Dans l'affaire qui nous occupe, est-ce vraiment des travailleurs et des emplois qu'on se souciait? Au dire de l'ancienne procureure générale, le premier ministre a exprimé des préoccupations d'ordre politique: il a mentionné qu'il était député de Papineau, que des élections allaient avoir lieu au Québec et qu'il fallait faire quelque chose. Rien à voir avec les travailleurs ou leurs emplois. L'enjeu, c'étaient les intérêts politiques du premier ministre et du Parti libéral. Voilà de quoi il retournait. Tout cela avait très peu à voir avec les travailleurs.
Ce qui aurait pu être fait, c'est réformer le régime d'intégrité et l'interdiction de participer à des marchés publics pendant 10 ans.
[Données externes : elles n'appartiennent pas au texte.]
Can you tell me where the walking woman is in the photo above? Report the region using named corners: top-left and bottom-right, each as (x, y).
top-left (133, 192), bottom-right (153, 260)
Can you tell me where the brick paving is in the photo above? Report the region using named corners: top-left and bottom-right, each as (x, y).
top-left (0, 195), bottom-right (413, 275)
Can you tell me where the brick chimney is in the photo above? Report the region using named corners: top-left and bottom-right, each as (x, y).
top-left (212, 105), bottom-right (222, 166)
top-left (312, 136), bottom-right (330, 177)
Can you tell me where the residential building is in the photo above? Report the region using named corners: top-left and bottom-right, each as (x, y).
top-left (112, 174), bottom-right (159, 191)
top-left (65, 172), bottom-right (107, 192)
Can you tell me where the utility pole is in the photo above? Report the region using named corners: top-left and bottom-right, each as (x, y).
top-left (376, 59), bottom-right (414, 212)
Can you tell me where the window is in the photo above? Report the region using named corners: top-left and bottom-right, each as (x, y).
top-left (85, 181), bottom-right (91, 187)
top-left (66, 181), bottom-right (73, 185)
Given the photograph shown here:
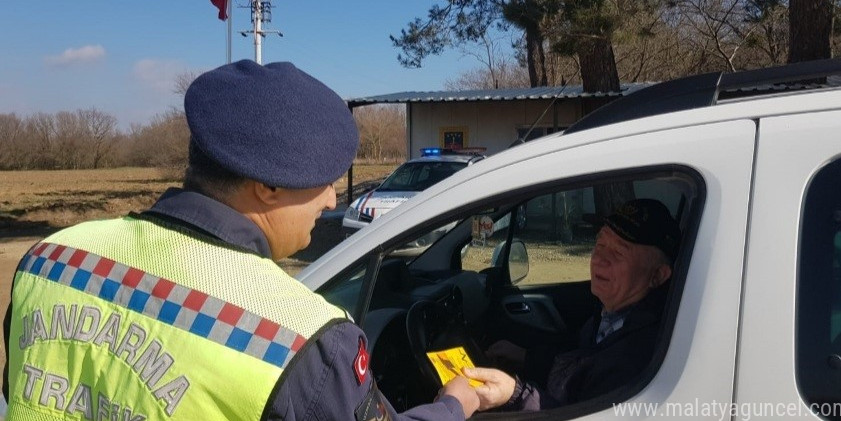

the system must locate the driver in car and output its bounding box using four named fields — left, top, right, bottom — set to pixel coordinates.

left=464, top=199, right=681, bottom=411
C'est d'ailleurs une solution qu'envisagent les libéraux. Je dois dire que c'est la solution appropriée. Il faut se pencher sur le régime de sanctions et envisager de le modifier, et non appliquer des pressions indues dans le but de faire tomber des accusations criminelles. Voilà la voie à suivre. Or, les libéraux ont nui à toute démarche dans ce dossier. Quoi qu'ils fassent désormais, ils auront l'air de faire des pieds et des mains pour aider SNC-Lavalin à s'en tirer à bon compte.
La ministre des Services publics et de l’Approvisionnement a témoigné au comité hier. Je lui ai posé une simple question à plusieurs reprises. Je lui ai demandé si, selon elle, la corruption de fonctionnaires constitue une infraction grave, et si la corruption serait traitée comme telle dans la nouvelle politique en matière d'intégrité. Elle m'a répondu que le gouvernement n'a pas d'opinion au sujet de la hiérarchie des infractions. C'est ce qu'elle a dit. Cette ministre, qui supervise le plus important budget d'immobilisations du gouvernement, a refusé de dire si elle considère que la corruption de fonctionnaires est une infraction grave. Je n'en croyais pas mes oreilles. C'est dire à quel point le gouvernement actuel cherche à aider cette entreprise et à quel point ceux d'en face craignent de faire quoi que ce soit qui pourrait nuire aux intérêts de cette entreprise.
J'espère avoir l'occasion, pendant la période des questions et observations, d'en dire un peu plus sur les travailleurs et le bilan du gouvernement à leur égard. Un des premiers projets de loi que j'ai vu adopter à la Chambre a été le projet de loi C-10, qui a fait l'objet d'une attribution de temps et de tout ce qui vient avec. C'était un projet de loi qui visait à modifier la loi afin de permettre à Air Canada de sous-traiter ses travaux de maintenance dans le secteur de l'aéronautique à l'extérieur du pays. J'ai d'autres exemples, que j'espère pouvoir présenter pendant les questions et observations.